Il binomio – policy e brand reputation – si traduce in autenticità dei marchi verificata, presenza di descrizioni complete e trasparenti di ogni singolo prodotto, controllo delle condizioni della merce in vendita. Insomma, non si scappa, ma si guadagna e si risparmia a seconda del punto di vista. Perché l’attendibilità dei marketplace dell’usato è letteralmente ripagata: influenza, conquistando, le scelte di acquisto del 59% della New Gen.

Vinted ne è la riprova. La piattaforma svetta tra le preferenze della New Gen sia per gli acquisti (68% dei consumatori Gen Z; 51% dei Millennials) e sia per le vendite (61% Gen Z; 48% dei Millennials), complici proprio affidabilità e garanzie, cui si aggiungono ampio catalogo e semplicità di utilizzo.

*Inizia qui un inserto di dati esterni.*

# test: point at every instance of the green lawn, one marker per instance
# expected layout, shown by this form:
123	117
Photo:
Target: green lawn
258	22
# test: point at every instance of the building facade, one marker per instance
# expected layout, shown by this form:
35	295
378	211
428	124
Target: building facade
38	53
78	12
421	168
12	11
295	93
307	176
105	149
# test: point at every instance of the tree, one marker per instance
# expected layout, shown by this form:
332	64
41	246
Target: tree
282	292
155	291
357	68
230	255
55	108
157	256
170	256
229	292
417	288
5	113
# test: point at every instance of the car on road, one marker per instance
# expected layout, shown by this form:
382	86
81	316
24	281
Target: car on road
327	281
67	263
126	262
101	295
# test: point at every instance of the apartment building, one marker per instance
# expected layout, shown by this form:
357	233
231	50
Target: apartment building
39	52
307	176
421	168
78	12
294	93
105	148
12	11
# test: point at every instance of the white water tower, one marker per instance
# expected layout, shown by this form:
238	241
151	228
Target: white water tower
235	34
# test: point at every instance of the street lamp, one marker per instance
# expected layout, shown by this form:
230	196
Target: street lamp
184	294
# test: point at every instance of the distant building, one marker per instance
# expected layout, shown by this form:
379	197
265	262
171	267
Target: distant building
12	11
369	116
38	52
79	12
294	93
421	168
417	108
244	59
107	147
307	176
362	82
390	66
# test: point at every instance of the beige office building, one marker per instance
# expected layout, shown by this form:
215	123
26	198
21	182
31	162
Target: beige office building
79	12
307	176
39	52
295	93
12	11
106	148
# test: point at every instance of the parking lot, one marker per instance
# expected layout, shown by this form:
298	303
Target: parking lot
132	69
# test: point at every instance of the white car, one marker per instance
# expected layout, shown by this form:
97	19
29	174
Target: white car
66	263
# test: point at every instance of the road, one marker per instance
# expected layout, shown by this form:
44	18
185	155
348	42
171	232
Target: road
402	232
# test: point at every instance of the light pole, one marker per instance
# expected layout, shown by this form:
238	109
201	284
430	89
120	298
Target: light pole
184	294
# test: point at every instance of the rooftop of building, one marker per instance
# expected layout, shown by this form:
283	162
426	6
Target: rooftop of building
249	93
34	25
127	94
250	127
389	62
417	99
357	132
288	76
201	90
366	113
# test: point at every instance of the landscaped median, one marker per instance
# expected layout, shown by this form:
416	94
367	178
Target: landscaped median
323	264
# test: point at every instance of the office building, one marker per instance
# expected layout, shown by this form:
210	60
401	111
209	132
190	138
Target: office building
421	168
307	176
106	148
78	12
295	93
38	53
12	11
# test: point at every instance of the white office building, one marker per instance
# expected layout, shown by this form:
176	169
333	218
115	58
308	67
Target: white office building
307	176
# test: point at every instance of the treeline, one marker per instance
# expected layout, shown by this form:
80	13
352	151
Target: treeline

Altro fattore chiave che spinge la New Gen a fare shopping second-hand è la sostenibilità, che strizza l’occhio al 14% degli intervistati. A quanto pare, il fatto di dare una seconda vita ad articoli ancora in buone condizioni, a volte anche con tanto di cartellino, piace di più rispetto a buttare e comprare ex novo. E piace anche al mercato.

«Tendenze come il second-hand e il crescente interesse delle nuove generazioni per la moda circolare consentono di allungare il ciclo di vita dei prodotti, contribuendo a mitigare concretamente l’impatto ambientale del tessile e dando un segnale molto positivo per il settore», riassume Omar Cadamuro, partner di PwC Italia consumer market.